Presentation in Heat 5 mostly resembles its predecessor, although everything such as teams, rosters, and tracks have been updated to reflect the 2020 Cup season. There are 34 officially licensed tracks, set across the various series, plus five fictional dirt tracks. The cars are incredibly detailed, and a few different camera angles for races have been added. Jeff Gordon lends his voice on the spotter team, informing you about the positioning of other drivers. The Gold Edition features exclusive content, including having Tony Stewart take over as your spotter, Tony Stewart paint schemes, and more. The Heat 5 Season Pass will be adding four additional DLC packs. The most significant update comes in the form of the brand-new testing mode. No longer do you need to choose an exhibition race to test yourself on tracks. The testing sessions put you on a track, with no one else, letting you perfect your racing lines, learn the turns and necessary speed of a track, and test your car setup. Before the start of a race, you are provided a casual slider to alter the handling of your car, tighter or looser.
The online offering, much like the career mode, has been untouched. A new challenge mode has been added, giving you a chance to alter history on some of the tightest finishes across NASCAR history across three difficulties. Online lobbies prominently feature the driving settings required to enter, and with up to 40 racers, things can feel intense, even if AI fills in the spots. Disappointingly, there isn't any punishment for those that engage in unsportsmanlike conduct during races. The aggressors generally drive away safely, while cars getting hit tend to hit walls or get turned around. The race right before writing this review had a user with "YT" in their handle decide that they needed to turn directly towards me in an attempt to stop me from passing them on the final lap. Punishment or banning for these types of drivers needs to happen. Even casual lobbies should not have to deal with obvious trolling and childish behavior attempting to ruin everyone else's good time. The eNASCAR Heat Pro League returns, helping to push the game's eSports presence. You can even choose to race as competitors from across the last two competitive seasons.

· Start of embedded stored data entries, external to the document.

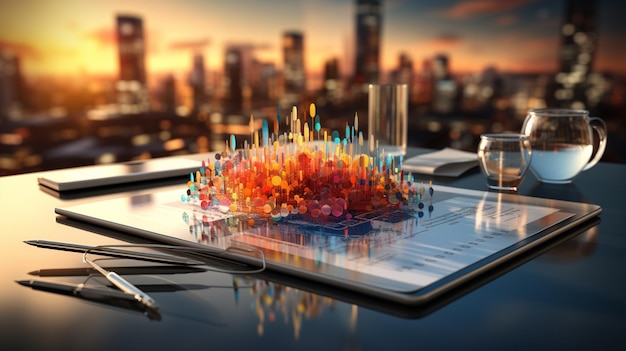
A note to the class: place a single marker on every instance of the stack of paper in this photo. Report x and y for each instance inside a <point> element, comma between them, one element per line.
<point>447,162</point>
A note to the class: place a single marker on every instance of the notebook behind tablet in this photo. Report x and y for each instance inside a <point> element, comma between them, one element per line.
<point>120,173</point>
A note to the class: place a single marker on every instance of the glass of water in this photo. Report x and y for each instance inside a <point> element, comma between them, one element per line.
<point>504,159</point>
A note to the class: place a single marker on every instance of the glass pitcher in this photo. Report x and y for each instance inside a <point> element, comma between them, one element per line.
<point>562,142</point>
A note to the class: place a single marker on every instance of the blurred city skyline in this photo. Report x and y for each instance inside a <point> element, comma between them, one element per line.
<point>77,38</point>
<point>110,81</point>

NASCAR Heat 5 feels like the definitive edition of Heat 4, along with yearly team, roster, and track updates. It certainly feels like a transitional year, especially with the change on the development side of things. Whether you are playing in the single-player career mode or online against real people, there is no other game that has given me the sensation of battling for positions. Tight races are intense, as long as you don't spin out after getting tapped by a car directly behind you. The performance mode on PlayStation 4 Pro produces a smoother frame rate; however, it is about time the series moves to 60 frames per second on console.Note: NASCAR Heat 5 was reviewed on PlayStation 4. A digital copy of the game provided by the publisher.